Sir Alan Henry Bellingham, 4th Baronet, (23 August 1846 – 9 June 1921) was an Anglo-Irish Conservative Member of Parliament. He was Justice of the Peace, High Sheriff of Louth and Lord Lieutenant of Louth. He was Senator of the Royal University of Ireland and Private Chamberlain to popes Pius IX, Leo XIII and Pius X. He was the father of the diplomat Sir Edward Bellingham, 5th Bt. and the uncle of Sir Evelyn Wrench, editor of The Spectator.

Early life

Born at Dunany House, Castlebellingham, County Louth, he was the eldest son of Sir Alan Bellingham, 3rd Baronet (1800–1889), and his wife Elizabeth Clarke, only daughter of Henry Clarke, of West Skirbeck House, Lincolnshire. He was the uncle of Sir Evelyn Wrench, editor of The Spectator.

He was educated at Windlesham House School, Harrow School and Exeter College, Oxford, where he graduated with a Bachelor of Arts in 1869 and a Master of Arts three years later.

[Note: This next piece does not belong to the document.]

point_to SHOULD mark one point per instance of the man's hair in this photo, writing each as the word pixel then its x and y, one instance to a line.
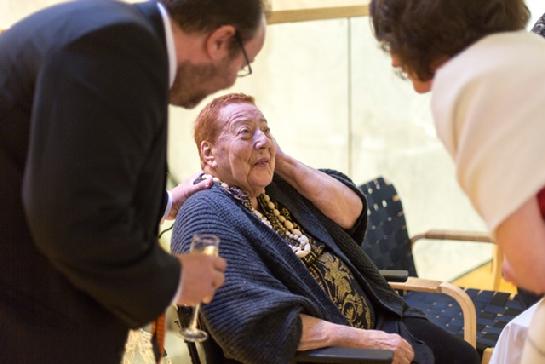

In 1909, he received an Honorary Doctorate of Law from the Royal University of Ireland and became one of its senators.

Career 
He succeeded his father as baronet in 1889. In 1900, he inherited the Castlebellingham estate from his uncle, Sydney Robert Bellingham. 

In 1875, he was called to the bar by Lincoln's Inn. Bellingham served in the British Army and captain in the 6th Battalion, Royal Irish Rifles. He entered the British House of Commons in 1880, representing County Louth as Member of Parliament (MP) until 1885. He was High Sheriff of Louth in 1897, Justice of the Peace for this county and, having been previously a Deputy Lieutenant was appointed Lord Lieutenant of Louth in 1911, an office he held until his death in 1921. Bellingham was Commissioner of National Education for Ireland and was successively Private Chamberlain to the three popes, Pius IX, Leo XIII and Pius X. He was also High Sheriff of Louth for 1897.

Personal life
On 13 January 1874, he married firstly Lady Constance Julia Eleanor Georgiana Noel, daughter of Charles Noel, 2nd Earl of Gainsborough at St Thomas of Canterbury Chapel at Exton Hall. Before her death in 1891, they were the parents of two sons and two daughters, including:

 Ida Mary Elizabeth Agnes Bellingham (1876–1945), a nun of the Holy Order Child who died unmarried.
 Sir Edward Henry Charles Patrick Bellingham, 5th Baronet (1879–1956), a Brig.-Gen. who married Charlotte Elizabeth Payne, daughter of Alfred Payne, in 1904.
 Augusta Mary Monica Bellingham (1880–1947), who married John Crichton-Stuart, 4th Marquess of Bute. 
 Roger Charles Noel Bellingham (1884–1915), a Captain in the Royal Field Artillery who was killed in action during World War I; he married Alice Ann Naish, a daughter of Richard Naish, in 1910.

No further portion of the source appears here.